- The Washington Times - Wednesday, December 27, 2006

RICHMOND — Anti-crime proposals will be plentiful during an election-year General Assembly session that begins Jan. 10.

With all 140 seats up for election in November, lawmakers will consider measures to expand Virginia’s capital murder statute and get tough on sex offenders — including Internet predators.

Other tough-on-crime measures are sure to materialize before the Jan. 19 bill-filing deadline.

Lawmakers continue to find new reasons to execute killers in Virginia, which ranks behind only Texas in the number of executions since the U.S. Supreme Court revived capital punishment in 1976.

Bills to be considered in the 2007 session would allow the death penalty for:

• Killing a justice or judge if the crime is related to the victim’s official duties.

• Murdering an informant or witness in a criminal case.

• Accomplices who share a murderer’s intent to kill but don’t directly inflict the fatal wound.

Virginia law already lists 14 “aggravating circumstances” that can elevate a murder charge to capital murder. Adding more is unnecessary, said Jack Payden-Travers, executive director of Virginians for Alternatives to the Death Penalty.

“In a sense, it’s almost grandstanding — trying to play to the media with a tough-on-crime attitude that really isn’t tough on crime; it’s almost stupid on crime,” he said. “This is not adding to public safety.”

Mr. Payden-Travers said the broader the scope of the capital murder statute, the more avenues there are for appeals that could strike it down. But that risk doesn’t deter lawmakers who are well aware of the broad public support for capital punishment, he said.

“This is just part of what you face every time there’s an election,” he said.

However, Delegate Robert Hurt, Pittsylvania Republican, noted that the capital murder proposals actually were introduced in the 2006 session.

Recent practice has been to refer all such bills to the Virginia State Crime Commission for a year of study.

“Public safety and getting tough on crime is a popular subject among legislators because one of the top priorities of government is to protect people in their homes and communities from criminals,” Mr.
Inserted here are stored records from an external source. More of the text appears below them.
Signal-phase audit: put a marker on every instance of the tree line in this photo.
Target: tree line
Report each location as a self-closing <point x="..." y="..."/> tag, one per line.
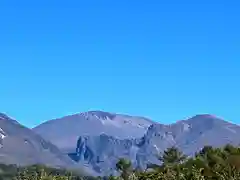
<point x="208" y="164"/>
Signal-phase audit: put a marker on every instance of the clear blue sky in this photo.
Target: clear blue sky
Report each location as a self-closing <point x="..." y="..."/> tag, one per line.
<point x="166" y="60"/>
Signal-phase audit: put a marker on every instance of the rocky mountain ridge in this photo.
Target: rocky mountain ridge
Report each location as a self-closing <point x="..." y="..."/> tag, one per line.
<point x="103" y="151"/>
<point x="98" y="139"/>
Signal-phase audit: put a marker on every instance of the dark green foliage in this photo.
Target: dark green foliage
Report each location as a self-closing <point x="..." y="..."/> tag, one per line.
<point x="209" y="164"/>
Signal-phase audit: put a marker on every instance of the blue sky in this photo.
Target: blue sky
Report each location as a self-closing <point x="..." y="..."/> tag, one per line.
<point x="166" y="60"/>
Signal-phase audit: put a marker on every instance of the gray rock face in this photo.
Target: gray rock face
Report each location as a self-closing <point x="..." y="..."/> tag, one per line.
<point x="20" y="145"/>
<point x="102" y="152"/>
<point x="64" y="132"/>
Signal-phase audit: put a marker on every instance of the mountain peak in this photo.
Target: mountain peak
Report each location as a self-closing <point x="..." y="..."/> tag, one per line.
<point x="99" y="114"/>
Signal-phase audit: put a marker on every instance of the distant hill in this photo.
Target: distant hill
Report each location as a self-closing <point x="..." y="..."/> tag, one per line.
<point x="21" y="146"/>
<point x="64" y="132"/>
<point x="99" y="138"/>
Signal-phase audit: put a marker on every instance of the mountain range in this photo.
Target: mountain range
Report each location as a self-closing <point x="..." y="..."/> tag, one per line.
<point x="95" y="140"/>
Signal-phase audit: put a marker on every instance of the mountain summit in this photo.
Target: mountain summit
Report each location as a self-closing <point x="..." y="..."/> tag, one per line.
<point x="99" y="138"/>
<point x="64" y="132"/>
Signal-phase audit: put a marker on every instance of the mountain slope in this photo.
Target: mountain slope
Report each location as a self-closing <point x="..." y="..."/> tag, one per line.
<point x="64" y="132"/>
<point x="20" y="145"/>
<point x="102" y="152"/>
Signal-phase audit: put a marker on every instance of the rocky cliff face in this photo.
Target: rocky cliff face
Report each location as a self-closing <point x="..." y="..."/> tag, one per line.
<point x="64" y="132"/>
<point x="102" y="152"/>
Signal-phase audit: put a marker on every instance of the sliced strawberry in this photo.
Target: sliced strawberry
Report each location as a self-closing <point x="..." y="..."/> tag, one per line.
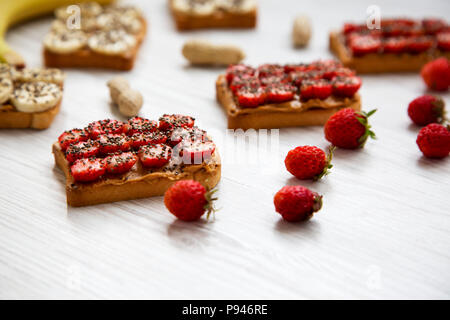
<point x="315" y="89"/>
<point x="120" y="163"/>
<point x="238" y="70"/>
<point x="419" y="44"/>
<point x="443" y="40"/>
<point x="198" y="151"/>
<point x="332" y="72"/>
<point x="270" y="70"/>
<point x="433" y="26"/>
<point x="83" y="149"/>
<point x="395" y="45"/>
<point x="72" y="136"/>
<point x="346" y="86"/>
<point x="250" y="97"/>
<point x="105" y="126"/>
<point x="296" y="77"/>
<point x="364" y="45"/>
<point x="111" y="143"/>
<point x="280" y="92"/>
<point x="138" y="124"/>
<point x="243" y="81"/>
<point x="171" y="121"/>
<point x="85" y="170"/>
<point x="155" y="156"/>
<point x="146" y="138"/>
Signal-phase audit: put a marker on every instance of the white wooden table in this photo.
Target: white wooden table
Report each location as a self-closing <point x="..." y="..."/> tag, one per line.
<point x="383" y="232"/>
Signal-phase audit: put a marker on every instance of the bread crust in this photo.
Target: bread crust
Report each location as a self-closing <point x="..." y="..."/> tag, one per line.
<point x="380" y="63"/>
<point x="138" y="183"/>
<point x="288" y="114"/>
<point x="218" y="19"/>
<point x="10" y="118"/>
<point x="86" y="58"/>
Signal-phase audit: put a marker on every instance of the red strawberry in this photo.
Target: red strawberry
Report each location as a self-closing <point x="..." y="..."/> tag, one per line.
<point x="171" y="121"/>
<point x="120" y="163"/>
<point x="419" y="44"/>
<point x="297" y="203"/>
<point x="84" y="149"/>
<point x="280" y="92"/>
<point x="105" y="126"/>
<point x="315" y="89"/>
<point x="346" y="86"/>
<point x="138" y="124"/>
<point x="433" y="26"/>
<point x="238" y="70"/>
<point x="349" y="129"/>
<point x="155" y="156"/>
<point x="146" y="138"/>
<point x="395" y="45"/>
<point x="362" y="45"/>
<point x="436" y="74"/>
<point x="308" y="162"/>
<point x="426" y="109"/>
<point x="443" y="40"/>
<point x="110" y="143"/>
<point x="188" y="200"/>
<point x="195" y="152"/>
<point x="72" y="136"/>
<point x="434" y="141"/>
<point x="86" y="170"/>
<point x="251" y="97"/>
<point x="270" y="70"/>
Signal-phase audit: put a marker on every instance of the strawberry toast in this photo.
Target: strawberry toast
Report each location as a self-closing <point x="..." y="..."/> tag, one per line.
<point x="400" y="45"/>
<point x="275" y="96"/>
<point x="108" y="37"/>
<point x="204" y="14"/>
<point x="29" y="98"/>
<point x="110" y="160"/>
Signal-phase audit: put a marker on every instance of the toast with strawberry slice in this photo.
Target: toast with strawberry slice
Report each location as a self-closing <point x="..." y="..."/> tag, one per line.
<point x="400" y="45"/>
<point x="29" y="98"/>
<point x="108" y="37"/>
<point x="275" y="96"/>
<point x="206" y="14"/>
<point x="110" y="160"/>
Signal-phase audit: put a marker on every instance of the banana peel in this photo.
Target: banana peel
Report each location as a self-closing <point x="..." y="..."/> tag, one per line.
<point x="16" y="11"/>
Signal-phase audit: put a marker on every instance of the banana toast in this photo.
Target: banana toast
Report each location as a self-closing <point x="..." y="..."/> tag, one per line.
<point x="201" y="14"/>
<point x="275" y="96"/>
<point x="108" y="37"/>
<point x="112" y="161"/>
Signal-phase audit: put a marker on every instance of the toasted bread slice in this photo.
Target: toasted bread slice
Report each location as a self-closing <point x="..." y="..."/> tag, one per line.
<point x="380" y="63"/>
<point x="217" y="19"/>
<point x="137" y="183"/>
<point x="288" y="114"/>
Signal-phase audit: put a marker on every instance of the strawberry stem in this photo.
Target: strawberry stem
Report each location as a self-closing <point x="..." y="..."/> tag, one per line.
<point x="328" y="164"/>
<point x="364" y="120"/>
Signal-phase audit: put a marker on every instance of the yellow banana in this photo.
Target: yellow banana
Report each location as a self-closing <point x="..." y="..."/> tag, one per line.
<point x="15" y="11"/>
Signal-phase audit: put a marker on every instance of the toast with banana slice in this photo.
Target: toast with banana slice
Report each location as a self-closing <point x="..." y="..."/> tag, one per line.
<point x="205" y="14"/>
<point x="106" y="37"/>
<point x="29" y="98"/>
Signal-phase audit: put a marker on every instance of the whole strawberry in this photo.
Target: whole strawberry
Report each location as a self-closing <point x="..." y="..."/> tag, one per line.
<point x="188" y="200"/>
<point x="348" y="128"/>
<point x="436" y="74"/>
<point x="434" y="141"/>
<point x="308" y="162"/>
<point x="297" y="203"/>
<point x="426" y="109"/>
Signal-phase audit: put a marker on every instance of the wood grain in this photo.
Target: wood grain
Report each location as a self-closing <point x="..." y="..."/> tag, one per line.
<point x="383" y="232"/>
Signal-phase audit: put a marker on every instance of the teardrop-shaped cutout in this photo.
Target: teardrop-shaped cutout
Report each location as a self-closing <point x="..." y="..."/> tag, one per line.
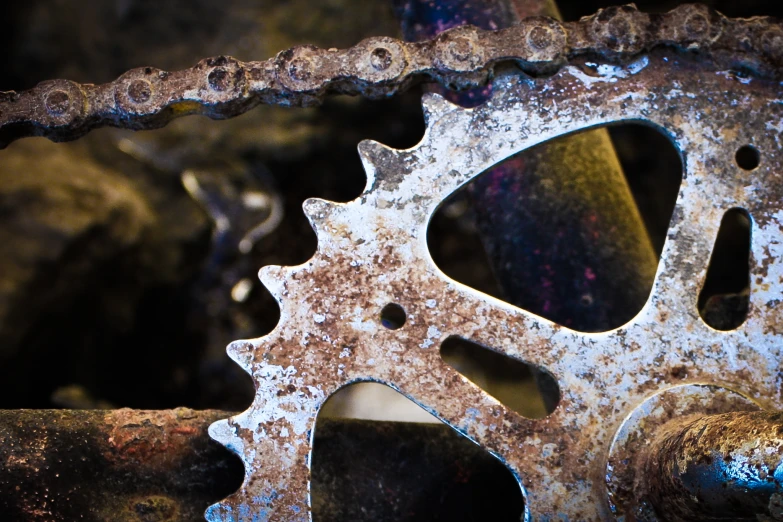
<point x="386" y="471"/>
<point x="725" y="296"/>
<point x="522" y="387"/>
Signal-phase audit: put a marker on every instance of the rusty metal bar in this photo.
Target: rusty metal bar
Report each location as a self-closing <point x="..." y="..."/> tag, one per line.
<point x="717" y="467"/>
<point x="161" y="466"/>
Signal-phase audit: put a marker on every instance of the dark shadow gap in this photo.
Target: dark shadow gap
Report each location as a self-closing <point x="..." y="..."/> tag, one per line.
<point x="724" y="299"/>
<point x="522" y="387"/>
<point x="384" y="471"/>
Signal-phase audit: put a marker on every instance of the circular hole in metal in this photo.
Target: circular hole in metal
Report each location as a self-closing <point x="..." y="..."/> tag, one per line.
<point x="747" y="157"/>
<point x="392" y="316"/>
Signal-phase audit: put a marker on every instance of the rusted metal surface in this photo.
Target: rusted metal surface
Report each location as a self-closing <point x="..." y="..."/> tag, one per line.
<point x="122" y="465"/>
<point x="597" y="272"/>
<point x="463" y="57"/>
<point x="626" y="478"/>
<point x="145" y="466"/>
<point x="372" y="252"/>
<point x="710" y="83"/>
<point x="718" y="467"/>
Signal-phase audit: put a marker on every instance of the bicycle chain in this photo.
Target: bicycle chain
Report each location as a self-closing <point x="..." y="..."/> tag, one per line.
<point x="462" y="57"/>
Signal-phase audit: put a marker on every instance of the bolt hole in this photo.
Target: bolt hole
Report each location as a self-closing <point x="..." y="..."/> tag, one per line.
<point x="748" y="158"/>
<point x="392" y="316"/>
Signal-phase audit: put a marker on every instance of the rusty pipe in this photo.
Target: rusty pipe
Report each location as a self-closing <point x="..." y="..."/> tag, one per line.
<point x="161" y="466"/>
<point x="558" y="222"/>
<point x="717" y="467"/>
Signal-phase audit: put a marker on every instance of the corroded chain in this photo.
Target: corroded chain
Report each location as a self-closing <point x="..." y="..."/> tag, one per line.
<point x="462" y="57"/>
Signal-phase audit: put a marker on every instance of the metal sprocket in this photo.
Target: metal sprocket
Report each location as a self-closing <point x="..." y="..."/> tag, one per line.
<point x="373" y="251"/>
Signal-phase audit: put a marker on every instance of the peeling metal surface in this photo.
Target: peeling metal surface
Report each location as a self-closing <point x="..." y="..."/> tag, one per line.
<point x="372" y="252"/>
<point x="710" y="83"/>
<point x="462" y="57"/>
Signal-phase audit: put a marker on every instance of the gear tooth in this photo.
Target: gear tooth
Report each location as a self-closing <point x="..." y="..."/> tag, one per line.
<point x="220" y="512"/>
<point x="373" y="154"/>
<point x="241" y="352"/>
<point x="317" y="209"/>
<point x="222" y="432"/>
<point x="435" y="106"/>
<point x="273" y="278"/>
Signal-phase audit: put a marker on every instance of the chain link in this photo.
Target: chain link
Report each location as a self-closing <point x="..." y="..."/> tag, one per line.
<point x="459" y="58"/>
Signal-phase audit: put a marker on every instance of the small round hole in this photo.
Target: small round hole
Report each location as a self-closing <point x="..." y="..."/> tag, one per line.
<point x="392" y="316"/>
<point x="748" y="158"/>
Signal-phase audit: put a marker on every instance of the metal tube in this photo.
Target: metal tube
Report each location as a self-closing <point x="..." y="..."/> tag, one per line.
<point x="717" y="467"/>
<point x="559" y="223"/>
<point x="144" y="466"/>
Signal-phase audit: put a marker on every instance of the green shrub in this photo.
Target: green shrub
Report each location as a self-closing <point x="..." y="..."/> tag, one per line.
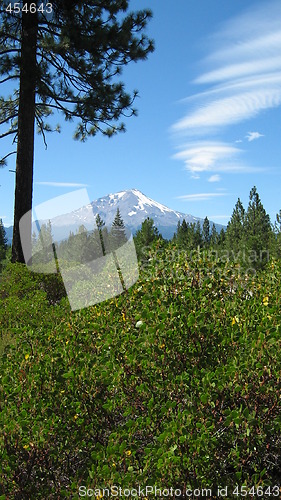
<point x="175" y="383"/>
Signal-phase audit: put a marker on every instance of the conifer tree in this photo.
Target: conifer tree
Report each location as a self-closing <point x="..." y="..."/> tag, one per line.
<point x="206" y="232"/>
<point x="214" y="237"/>
<point x="277" y="231"/>
<point x="3" y="241"/>
<point x="145" y="236"/>
<point x="235" y="230"/>
<point x="102" y="232"/>
<point x="258" y="230"/>
<point x="198" y="239"/>
<point x="66" y="58"/>
<point x="118" y="232"/>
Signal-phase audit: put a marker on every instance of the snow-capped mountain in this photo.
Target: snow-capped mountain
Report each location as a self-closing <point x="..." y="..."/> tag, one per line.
<point x="134" y="208"/>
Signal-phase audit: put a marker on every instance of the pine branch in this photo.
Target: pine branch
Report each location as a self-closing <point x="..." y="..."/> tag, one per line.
<point x="3" y="162"/>
<point x="10" y="132"/>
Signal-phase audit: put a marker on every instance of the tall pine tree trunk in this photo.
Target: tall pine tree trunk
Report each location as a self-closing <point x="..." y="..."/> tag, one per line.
<point x="26" y="122"/>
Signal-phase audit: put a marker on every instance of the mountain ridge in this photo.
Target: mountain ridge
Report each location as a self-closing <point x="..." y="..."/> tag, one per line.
<point x="134" y="208"/>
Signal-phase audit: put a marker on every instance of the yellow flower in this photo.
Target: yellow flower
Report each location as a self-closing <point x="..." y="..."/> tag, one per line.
<point x="265" y="301"/>
<point x="235" y="319"/>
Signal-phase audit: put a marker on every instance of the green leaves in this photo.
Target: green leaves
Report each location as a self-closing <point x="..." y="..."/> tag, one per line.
<point x="183" y="394"/>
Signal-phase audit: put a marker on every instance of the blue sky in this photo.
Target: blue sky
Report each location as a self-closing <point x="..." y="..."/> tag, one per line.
<point x="209" y="123"/>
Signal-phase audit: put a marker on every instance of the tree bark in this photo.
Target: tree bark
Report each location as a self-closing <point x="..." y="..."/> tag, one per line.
<point x="26" y="123"/>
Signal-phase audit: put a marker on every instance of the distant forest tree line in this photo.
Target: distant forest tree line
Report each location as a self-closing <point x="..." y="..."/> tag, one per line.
<point x="249" y="237"/>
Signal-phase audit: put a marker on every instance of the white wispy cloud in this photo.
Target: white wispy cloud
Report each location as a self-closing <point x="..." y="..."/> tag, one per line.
<point x="219" y="217"/>
<point x="200" y="196"/>
<point x="202" y="156"/>
<point x="252" y="136"/>
<point x="61" y="184"/>
<point x="243" y="76"/>
<point x="214" y="178"/>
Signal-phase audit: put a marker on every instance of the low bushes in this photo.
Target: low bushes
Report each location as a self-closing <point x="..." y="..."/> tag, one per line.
<point x="175" y="383"/>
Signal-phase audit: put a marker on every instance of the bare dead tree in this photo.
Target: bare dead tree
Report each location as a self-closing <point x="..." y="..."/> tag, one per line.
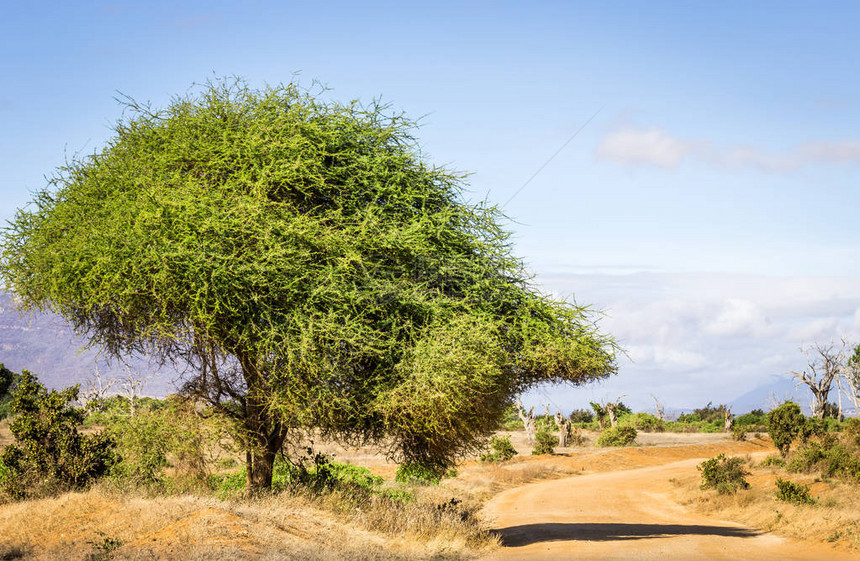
<point x="563" y="424"/>
<point x="823" y="364"/>
<point x="659" y="408"/>
<point x="528" y="419"/>
<point x="850" y="377"/>
<point x="132" y="384"/>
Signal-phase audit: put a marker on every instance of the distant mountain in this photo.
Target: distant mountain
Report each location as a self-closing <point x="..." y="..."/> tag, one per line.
<point x="766" y="396"/>
<point x="45" y="345"/>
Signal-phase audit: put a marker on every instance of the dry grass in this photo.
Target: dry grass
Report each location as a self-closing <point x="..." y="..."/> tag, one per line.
<point x="833" y="519"/>
<point x="80" y="525"/>
<point x="199" y="527"/>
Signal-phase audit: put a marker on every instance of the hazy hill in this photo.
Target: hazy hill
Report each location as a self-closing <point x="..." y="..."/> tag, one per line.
<point x="46" y="345"/>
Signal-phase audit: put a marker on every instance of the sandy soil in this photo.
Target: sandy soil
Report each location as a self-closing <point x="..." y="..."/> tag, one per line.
<point x="629" y="515"/>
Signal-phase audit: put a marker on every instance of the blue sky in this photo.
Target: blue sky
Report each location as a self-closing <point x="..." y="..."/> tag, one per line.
<point x="709" y="208"/>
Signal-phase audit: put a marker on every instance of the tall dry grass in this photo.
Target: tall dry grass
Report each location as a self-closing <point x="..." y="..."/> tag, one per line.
<point x="83" y="525"/>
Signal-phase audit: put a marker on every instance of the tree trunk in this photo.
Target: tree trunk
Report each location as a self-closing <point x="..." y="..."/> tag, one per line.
<point x="528" y="420"/>
<point x="610" y="410"/>
<point x="264" y="435"/>
<point x="563" y="425"/>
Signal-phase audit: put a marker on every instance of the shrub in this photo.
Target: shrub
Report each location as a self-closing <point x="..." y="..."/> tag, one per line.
<point x="725" y="475"/>
<point x="756" y="417"/>
<point x="851" y="431"/>
<point x="581" y="416"/>
<point x="794" y="493"/>
<point x="829" y="455"/>
<point x="617" y="436"/>
<point x="49" y="453"/>
<point x="545" y="442"/>
<point x="501" y="450"/>
<point x="643" y="422"/>
<point x="170" y="434"/>
<point x="418" y="474"/>
<point x="775" y="461"/>
<point x="785" y="424"/>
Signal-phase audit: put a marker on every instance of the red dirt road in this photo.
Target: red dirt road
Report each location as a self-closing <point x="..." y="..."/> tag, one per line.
<point x="627" y="515"/>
Hurt said. “It seems a natural subject at any time.”

He said he introduced the bill dealing with killing judges at the request of the Virginia Supreme Court.

“Everyone agrees that when you murder a judge because he or she is a judge, it strikes at the heart of the judicial system,” Mr. Hurt said. “It seems to make sense that an enhanced penalty or automatic option for the death penalty should be available to the commonwealth’s attorney.”

He also will sponsor many of the bills recommended by Attorney General Bob McDonnell’s Youth Internet Safety Task Force.

The recommendations include tougher sentences for online predators and measures to help police more efficiently investigate Internet crimes.

The assembly also will consider legislation that would require convicted sex offenders to get court permission before entering school or day care center property, as well as measures intended to protect nursing home and assisted-living facility residents from sex offenders.

Police and prosecutors aren’t the only ones who might get broader powers to deal with criminals. Legislators will consider a bill that would allow the use of deadly force against anyone who breaks into a home and physically threatens the occupant.

The measure would write into the Virginia code the common-law theory of self-defense.

Similar legislation cleared the House of Delegates last year, but was rejected by a Senate committee after a leading prosecutor warned that it amounted to “a license to kill.”